Tetanus is a disease caused by a bacterium which is found in soil and some animal faeces. The infection occurs when bacteria are introduced into a wound, where they produce a harmful toxin (poison). Tetanus is a serious disease that needs intensive medical support.1
The tetanus bacterium occurs worldwide, although the disease is more common in less developed countries where vaccination rates may be lower.1
Early symptoms of tetanus can include stiffness of the jaw (also known as lockjaw), muscle spasms and having trouble swallowing. The disease can then spread through the body to affect other muscles, including those involved in breathing, causing breathing difficulties.2 Other symptoms include a stiff neck, arching of the back and abnormal breathing.1
Tetanus is preventable by vaccination, and tetanus containing vaccines are used in the NHS routine vaccination schedule.

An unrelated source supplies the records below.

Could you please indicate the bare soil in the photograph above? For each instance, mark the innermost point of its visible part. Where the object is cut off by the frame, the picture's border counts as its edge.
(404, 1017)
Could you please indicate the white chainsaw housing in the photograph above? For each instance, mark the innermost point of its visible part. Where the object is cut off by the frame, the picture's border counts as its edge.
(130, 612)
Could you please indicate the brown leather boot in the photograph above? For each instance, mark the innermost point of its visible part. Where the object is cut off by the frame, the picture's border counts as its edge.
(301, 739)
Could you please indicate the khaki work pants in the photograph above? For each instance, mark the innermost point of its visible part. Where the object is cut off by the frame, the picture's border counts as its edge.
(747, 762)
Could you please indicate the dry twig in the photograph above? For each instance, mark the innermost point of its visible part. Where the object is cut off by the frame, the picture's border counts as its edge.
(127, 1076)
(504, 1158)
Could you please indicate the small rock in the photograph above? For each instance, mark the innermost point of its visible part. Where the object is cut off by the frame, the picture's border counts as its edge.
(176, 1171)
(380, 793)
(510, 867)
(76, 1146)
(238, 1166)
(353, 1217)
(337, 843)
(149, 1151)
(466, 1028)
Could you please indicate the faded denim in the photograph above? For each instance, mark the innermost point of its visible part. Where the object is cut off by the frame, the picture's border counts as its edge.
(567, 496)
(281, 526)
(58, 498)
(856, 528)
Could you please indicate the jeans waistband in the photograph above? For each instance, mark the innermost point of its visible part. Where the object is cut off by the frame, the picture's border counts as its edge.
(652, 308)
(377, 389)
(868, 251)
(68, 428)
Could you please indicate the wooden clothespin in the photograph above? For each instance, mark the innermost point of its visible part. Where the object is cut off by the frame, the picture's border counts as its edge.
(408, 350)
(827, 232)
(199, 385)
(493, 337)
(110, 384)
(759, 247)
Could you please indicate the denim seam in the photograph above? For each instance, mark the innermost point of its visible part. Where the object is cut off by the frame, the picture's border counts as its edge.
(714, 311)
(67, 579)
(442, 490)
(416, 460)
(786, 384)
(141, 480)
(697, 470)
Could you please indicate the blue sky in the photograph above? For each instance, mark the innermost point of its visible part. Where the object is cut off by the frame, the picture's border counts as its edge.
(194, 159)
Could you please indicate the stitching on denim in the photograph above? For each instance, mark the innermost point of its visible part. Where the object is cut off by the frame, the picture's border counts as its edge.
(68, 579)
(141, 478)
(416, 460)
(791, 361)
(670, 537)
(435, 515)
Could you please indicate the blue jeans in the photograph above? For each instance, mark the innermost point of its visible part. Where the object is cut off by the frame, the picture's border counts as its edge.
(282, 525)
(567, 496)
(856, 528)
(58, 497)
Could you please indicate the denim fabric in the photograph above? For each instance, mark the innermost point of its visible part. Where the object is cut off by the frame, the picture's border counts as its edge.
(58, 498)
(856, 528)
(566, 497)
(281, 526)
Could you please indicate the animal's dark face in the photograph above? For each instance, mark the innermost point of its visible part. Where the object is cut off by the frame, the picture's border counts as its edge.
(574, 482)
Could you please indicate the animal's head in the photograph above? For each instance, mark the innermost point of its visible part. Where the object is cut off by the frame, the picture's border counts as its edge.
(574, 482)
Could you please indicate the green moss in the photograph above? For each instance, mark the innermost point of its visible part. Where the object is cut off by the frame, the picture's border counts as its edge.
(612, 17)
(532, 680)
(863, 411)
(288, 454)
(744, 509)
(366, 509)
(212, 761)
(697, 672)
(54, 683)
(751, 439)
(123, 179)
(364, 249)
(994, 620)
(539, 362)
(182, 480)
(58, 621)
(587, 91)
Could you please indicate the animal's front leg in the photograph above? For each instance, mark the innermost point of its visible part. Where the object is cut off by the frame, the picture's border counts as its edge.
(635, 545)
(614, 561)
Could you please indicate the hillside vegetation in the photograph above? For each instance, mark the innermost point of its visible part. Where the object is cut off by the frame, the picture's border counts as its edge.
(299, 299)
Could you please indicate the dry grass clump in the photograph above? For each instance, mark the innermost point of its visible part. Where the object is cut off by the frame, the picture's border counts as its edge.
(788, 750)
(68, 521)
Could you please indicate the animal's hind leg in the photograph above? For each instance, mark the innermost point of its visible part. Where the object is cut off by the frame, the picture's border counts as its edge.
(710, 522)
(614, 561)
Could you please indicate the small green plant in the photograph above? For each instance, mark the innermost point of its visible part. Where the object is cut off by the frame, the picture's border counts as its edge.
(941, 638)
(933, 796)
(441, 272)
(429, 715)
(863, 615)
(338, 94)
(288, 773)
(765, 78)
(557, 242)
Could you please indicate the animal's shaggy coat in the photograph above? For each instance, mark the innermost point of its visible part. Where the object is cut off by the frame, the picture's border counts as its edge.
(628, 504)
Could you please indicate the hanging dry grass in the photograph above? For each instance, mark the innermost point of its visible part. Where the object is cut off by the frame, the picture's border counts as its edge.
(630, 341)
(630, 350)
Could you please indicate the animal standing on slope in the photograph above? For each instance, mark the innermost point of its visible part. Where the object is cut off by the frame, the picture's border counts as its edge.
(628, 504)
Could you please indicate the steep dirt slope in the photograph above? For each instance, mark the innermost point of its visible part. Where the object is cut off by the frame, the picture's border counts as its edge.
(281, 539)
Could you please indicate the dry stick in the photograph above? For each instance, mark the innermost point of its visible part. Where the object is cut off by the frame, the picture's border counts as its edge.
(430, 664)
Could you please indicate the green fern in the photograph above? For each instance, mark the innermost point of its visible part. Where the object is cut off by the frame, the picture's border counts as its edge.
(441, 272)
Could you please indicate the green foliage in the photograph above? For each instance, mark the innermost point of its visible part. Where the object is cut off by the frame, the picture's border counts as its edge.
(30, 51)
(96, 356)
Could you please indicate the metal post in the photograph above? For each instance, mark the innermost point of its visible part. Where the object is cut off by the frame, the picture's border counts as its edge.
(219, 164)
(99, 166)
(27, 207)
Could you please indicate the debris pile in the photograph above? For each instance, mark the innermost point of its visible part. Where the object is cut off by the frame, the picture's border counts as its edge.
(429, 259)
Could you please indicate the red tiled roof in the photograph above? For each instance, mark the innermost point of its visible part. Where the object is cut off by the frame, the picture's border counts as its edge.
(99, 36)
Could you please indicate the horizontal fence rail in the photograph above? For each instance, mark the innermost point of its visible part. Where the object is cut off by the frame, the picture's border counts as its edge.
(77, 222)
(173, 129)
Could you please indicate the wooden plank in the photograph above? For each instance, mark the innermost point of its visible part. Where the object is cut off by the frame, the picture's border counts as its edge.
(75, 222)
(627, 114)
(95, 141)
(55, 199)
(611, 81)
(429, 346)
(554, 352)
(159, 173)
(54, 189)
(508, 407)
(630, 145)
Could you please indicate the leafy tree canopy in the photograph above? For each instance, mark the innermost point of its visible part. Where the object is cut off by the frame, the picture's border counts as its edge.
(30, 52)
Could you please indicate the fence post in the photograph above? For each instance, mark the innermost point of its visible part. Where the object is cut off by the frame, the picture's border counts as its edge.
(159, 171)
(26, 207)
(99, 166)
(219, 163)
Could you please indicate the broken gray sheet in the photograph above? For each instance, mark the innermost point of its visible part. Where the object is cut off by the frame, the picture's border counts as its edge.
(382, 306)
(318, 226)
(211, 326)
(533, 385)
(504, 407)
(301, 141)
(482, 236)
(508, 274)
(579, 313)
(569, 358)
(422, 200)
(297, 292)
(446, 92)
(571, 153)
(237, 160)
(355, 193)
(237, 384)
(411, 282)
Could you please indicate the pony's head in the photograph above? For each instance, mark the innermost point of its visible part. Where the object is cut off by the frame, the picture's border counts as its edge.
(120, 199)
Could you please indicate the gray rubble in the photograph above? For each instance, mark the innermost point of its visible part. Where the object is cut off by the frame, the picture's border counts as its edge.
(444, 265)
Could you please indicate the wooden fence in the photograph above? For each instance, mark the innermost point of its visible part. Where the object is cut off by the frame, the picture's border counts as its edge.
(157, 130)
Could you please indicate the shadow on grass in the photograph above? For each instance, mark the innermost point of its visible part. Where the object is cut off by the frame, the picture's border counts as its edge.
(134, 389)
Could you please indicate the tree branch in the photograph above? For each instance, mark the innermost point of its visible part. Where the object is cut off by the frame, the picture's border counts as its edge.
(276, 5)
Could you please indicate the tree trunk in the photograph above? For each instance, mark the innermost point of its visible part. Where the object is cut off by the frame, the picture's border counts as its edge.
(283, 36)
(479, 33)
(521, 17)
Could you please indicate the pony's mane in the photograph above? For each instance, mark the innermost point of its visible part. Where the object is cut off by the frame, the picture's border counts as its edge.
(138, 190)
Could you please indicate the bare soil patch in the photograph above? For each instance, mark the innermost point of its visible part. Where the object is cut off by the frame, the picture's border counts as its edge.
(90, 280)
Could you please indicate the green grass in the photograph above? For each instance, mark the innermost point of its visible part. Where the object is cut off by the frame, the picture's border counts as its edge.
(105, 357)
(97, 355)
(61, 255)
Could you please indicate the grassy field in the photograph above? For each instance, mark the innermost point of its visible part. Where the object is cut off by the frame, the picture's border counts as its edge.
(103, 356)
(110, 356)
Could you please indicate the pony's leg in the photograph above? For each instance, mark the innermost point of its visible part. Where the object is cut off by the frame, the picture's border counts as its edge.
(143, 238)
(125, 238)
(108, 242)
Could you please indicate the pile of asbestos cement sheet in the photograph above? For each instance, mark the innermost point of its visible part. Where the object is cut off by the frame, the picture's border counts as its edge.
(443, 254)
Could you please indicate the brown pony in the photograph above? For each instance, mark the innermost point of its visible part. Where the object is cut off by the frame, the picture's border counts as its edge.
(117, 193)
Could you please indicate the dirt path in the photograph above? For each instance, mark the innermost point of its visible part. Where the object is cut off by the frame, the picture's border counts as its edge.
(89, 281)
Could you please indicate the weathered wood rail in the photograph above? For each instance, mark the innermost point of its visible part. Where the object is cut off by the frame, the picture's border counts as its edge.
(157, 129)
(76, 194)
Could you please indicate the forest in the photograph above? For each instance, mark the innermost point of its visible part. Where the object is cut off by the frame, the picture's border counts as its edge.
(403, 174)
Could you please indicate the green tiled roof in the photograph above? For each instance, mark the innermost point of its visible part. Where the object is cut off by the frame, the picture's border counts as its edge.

It is important to check that you are up to date with your primary immunisations before you travel.1
You should clean all wounds thoroughly and seek medical attention if there is any concern about tetanus infection.1
Tetanus is diagnosed by its characteristic symptoms. People infected with tetanus may require intensive care and treatment with antibiotics until the effects of the disease eventually wear off.2
If you have any questions or concerns about exposure to tetanus, please speak to your doctor or a travel health practitioner for more information.
Make sure you contact your GP or travel health practitioner in plenty of time before you travel to discuss the ways you can help to keep yourself healthy whilst away. You should try and contact them at least 4–6 weeks before your trip.
After your trip, you should contact your GP if you develop a fever or notice any other unusual symptoms.